Klaus wyjął kilka latarek.
- Wzmocnię ich pobór i zwiększę wydajność. Jeżeli obezwładnimy gada, będzie można bezpieczniej się z nim obchodzić. Do tego porozmieszczam przynajmniej w bazie, kilka strategicznych świateł. Coś, aby wykorzystać jeżeli znajdziemy się w potrzasku.
- Jak dokładnie chcesz obezwładnić ich? Bo nie bardzo rozumiem…- poprosił o wyjaśnienie Irlandczyk.
- Zakładając jaką siłę potrafię z tego czasami wyciągnąć… demon nie potrzebuje kończyn, abyśmy go zamknęli.
- Regenerują się dość szybko…- zamyślił się Healy.- A co jeśli zregeneruje się z kończyny którą właśnie stracił?
- Zawsze sądziłem, że przypalanie ran załatwia tego typu sprawy. - Klaus zerknął na swe narzędzia zagłady - Alternatywnie można bestyjkę oślepić. Nagły szok może dać nam chwilę.

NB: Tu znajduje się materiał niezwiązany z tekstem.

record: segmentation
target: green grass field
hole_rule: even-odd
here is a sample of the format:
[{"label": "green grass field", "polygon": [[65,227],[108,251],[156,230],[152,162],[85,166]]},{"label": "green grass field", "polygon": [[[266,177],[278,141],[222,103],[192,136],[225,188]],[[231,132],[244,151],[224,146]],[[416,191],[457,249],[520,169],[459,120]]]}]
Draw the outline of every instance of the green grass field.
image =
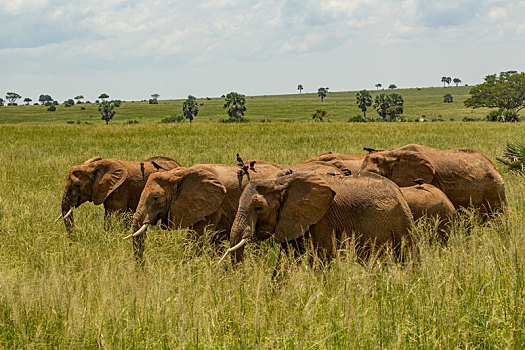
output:
[{"label": "green grass field", "polygon": [[[442,92],[435,90],[437,99]],[[341,120],[356,113],[346,112],[355,102],[350,93],[344,96],[330,94],[324,104]],[[275,104],[280,98],[284,97],[267,97]],[[248,108],[255,118],[286,119],[301,110],[303,114],[297,112],[295,117],[308,119],[317,99],[294,99],[289,112],[279,109],[272,114],[263,102],[259,114],[255,102]],[[311,102],[302,105],[301,99]],[[425,101],[418,103],[423,106]],[[217,111],[206,118],[222,115],[219,100],[205,103],[215,104]],[[170,113],[168,106],[143,105],[144,119],[157,121]],[[32,108],[37,107],[27,107]],[[158,114],[148,114],[151,108],[158,108]],[[239,152],[245,159],[296,163],[328,150],[360,154],[363,146],[422,143],[473,147],[494,161],[505,141],[523,140],[523,123],[117,125],[122,113],[114,125],[84,126],[64,125],[64,120],[76,118],[58,113],[60,108],[56,114],[26,116],[6,110],[0,108],[3,122],[40,123],[44,120],[39,118],[56,116],[45,121],[58,125],[0,126],[2,349],[525,345],[525,179],[505,173],[499,165],[512,208],[508,215],[485,225],[474,223],[470,229],[473,219],[465,216],[447,246],[430,244],[432,230],[418,227],[421,261],[416,266],[392,263],[388,257],[363,266],[350,251],[327,267],[292,264],[285,278],[273,283],[277,250],[271,242],[248,246],[246,262],[232,269],[229,264],[217,267],[219,253],[210,244],[193,241],[188,232],[153,228],[148,231],[146,267],[141,270],[131,243],[122,240],[129,233],[125,222],[114,220],[111,229],[104,230],[102,207],[81,206],[71,235],[62,223],[53,223],[60,213],[67,169],[93,156],[139,160],[164,155],[189,166],[233,164]],[[449,116],[437,105],[425,112],[432,113]],[[103,123],[98,117],[93,121]]]},{"label": "green grass field", "polygon": [[[425,116],[428,121],[432,119],[453,118],[460,121],[464,117],[484,118],[488,109],[468,109],[463,101],[468,97],[470,87],[447,88],[422,88],[395,90],[405,100],[404,116],[407,119],[418,119]],[[391,91],[371,91],[373,96],[378,93]],[[443,103],[443,95],[452,94],[453,103]],[[316,94],[293,94],[281,96],[247,96],[246,117],[253,122],[269,121],[299,121],[312,120],[312,114],[317,109],[326,110],[332,121],[347,121],[349,117],[361,115],[357,108],[356,92],[331,92],[324,102]],[[128,121],[139,123],[160,122],[161,119],[171,115],[182,114],[183,100],[159,101],[158,105],[147,102],[124,102],[116,108],[116,115],[111,124],[122,124]],[[224,98],[199,98],[199,114],[196,122],[218,121],[227,117],[223,108]],[[85,110],[81,110],[81,107]],[[0,124],[42,124],[66,123],[67,121],[80,121],[81,123],[104,124],[95,104],[82,104],[72,107],[57,106],[55,112],[48,112],[45,106],[14,106],[0,107]],[[368,116],[377,117],[377,113],[370,108]]]}]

- To dobry pomysł. Z pewnością się przygotują na sztuczki, które użyłem na nich ostatnio, więc trzeba pomyśleć nad następnymi.- zadumał Irlandczyk drapiąc po podbródku.

- Nadmierna stymulacja zmysłów może nam unieruchomić C'tulhu dostatecznie długo, aby rozpocząć… jakiś rytuał wiążący. Tu musielibyśmy się poradzić z Iwanem.
- Mamy dwóch przeciwników do pokonania. A rytuały wymagają czasu i skupienia. - zadumał się Healy.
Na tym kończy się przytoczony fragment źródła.